The interpretation of staff remuneration rules for banks and certain investment firms across Europe looks set to be clarified, following a new opinion from the European Banking Authority (the "EBA") which was published on 21 December 2015. 

The opinion relates to the so-called “proportionality principle” under CRD IV, the EU legislation which, amongst other things, sets out requirements in relation to staff remuneration for banks and certain investment firms. CRD IV strengthened and revised its predecessor (CRD III) in response to the financial crisis. 

CRD IV and the proportionality principle

To recap briefly, CRD IV includes rules on remuneration, such as limits on the ratio of variable to fixed pay (the so-called "bonus cap") and requirements to defer the payment of variable remuneration, to pay a proportion of it in shares or other instruments, rather than cash, and to defer some pension benefits (referred to in this article as the “pay-out process requirements").  

Importantly, however, the CRD IV remuneration rules are subject to a proportionality principle. This allows the local regulator in each EU member state to adapt the remuneration rules according to the size, activities and complexity of the regulated business in question. In other words, it allows financial services firms and their regulators to take a flexible approach to these complex rules to reflect both the burden of compliance on smaller firms, and the varying degree of risk in different types of firm.

The precise approach to proportionality has long differed between EU member states, with divergent interpretations of how the principle should apply. In some member states, such as the UK, regulators interpret the principle as allowing for complete disapplication of some of the more onerous rules such as the pay-out process requirements and, in some instances, the bonus cap. However, the EBA, which is tasked with producing guidelines on the CRD IV remuneration rules, including on proportionality, disagreed with this approach, arguing that on a strict legal interpretation the rules allow only for a softening and not complete disapplication of the remuneration rules in any circumstances. The result has been confusion and to some extent an uneven playing field across Europe for affected firms.

The EBA has now produced an opinion that CRD IV should be amended:

  • to explicitly exempt some small, non-complex institutions from the pay-out process requirements;
  • to exempt staff who receive low amounts of variable remuneration, including staff in large institutions, from the pay-out process requirements; and
  • to allow listed institutions to use share-linked instruments as well as shares themselves to structure variable remuneration payments.

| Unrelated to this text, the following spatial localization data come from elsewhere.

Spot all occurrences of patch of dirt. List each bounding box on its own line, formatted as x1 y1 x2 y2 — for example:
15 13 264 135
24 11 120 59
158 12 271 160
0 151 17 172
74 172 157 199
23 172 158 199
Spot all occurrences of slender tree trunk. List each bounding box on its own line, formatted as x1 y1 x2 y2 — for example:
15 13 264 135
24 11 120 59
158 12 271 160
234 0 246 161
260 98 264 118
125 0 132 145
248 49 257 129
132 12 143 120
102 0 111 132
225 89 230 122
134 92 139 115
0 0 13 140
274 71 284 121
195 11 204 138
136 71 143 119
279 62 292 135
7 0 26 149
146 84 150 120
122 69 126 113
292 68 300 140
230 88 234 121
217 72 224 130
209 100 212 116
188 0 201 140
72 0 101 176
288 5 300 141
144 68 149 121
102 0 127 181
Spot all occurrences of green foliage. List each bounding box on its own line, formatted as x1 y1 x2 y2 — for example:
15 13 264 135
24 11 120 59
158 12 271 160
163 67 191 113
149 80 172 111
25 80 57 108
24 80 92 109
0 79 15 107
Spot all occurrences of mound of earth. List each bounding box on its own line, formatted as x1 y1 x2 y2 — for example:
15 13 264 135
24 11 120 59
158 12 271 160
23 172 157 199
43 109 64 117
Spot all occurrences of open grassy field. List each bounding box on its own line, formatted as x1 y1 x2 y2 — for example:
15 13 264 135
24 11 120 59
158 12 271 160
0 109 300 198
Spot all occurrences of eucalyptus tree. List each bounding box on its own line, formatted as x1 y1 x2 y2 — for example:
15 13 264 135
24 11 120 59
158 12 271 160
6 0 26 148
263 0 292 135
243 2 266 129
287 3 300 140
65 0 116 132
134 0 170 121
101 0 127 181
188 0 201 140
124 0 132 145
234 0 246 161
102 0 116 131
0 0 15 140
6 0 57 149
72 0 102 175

This represents an apparent softening of the EBA’s approach: by acknowledging that for some smaller and less complex firms, it is appropriate to disapply some rules altogether. Although this is welcome news, the proposed exemption will only apply to institutions which are “small in terms of their total balance sheet, off-balance sheet business and non-complex taking into account their internal organisation and the nature, scope and complexity of their activities"; a definition which needs further expansion and clarification for firms to understand whether they are likely to benefit from the exemption or not.  It would not apply to subsidiaries of significant institutions. Some firms which currently disapply these rules under the proportionality principle may find that they do not fall within the scope of the new exemption – and may therefore be obliged to apply the pay-out process requirements, at least to some extent, which could be costly and time-consuming.The EBA has also made clear its view that the bonus cap (ratio of variable to fixed pay) should not be subject to the proportionality principle at all, meaning that all firms in scope of CRD IV will need to apply it.

In addition, the EBA has produced new guidelines on sound remuneration policies under CRD IV. However, these will not replace the current guidelines (the 2010 CEBS guidelines) until 1 January 2017, allowing time for the proposed exemptions to be considered and properly crafted. Local regulators will need to confirm whether they intend to comply with the new guidelines within two months of publication of the translated guidelines, so more information on national approaches will be available during spring 2016.  

What does this mean for employers who are subject to CRD IV? 

Over the course of 2016 it will become clear whether the opinion will be adopted and how any exemptions will apply. Member state regulators are likely to also revise any local guidance on the application of the rules accordingly. Those firms which currently disapply any of the remuneration principles under the proportionality principle should continue to "watch this space" as the new rules become clarified, and give thought to the impact of the opinion on their remuneration structures if implemented.  

Even firms falling outside the scope of CRD IV should be aware of this debate, as proportionality is a key principle under all the remuneration codes across the financial services sector, and the outcome of these reforms could well signpost the future approach to proportionality for the wider sector.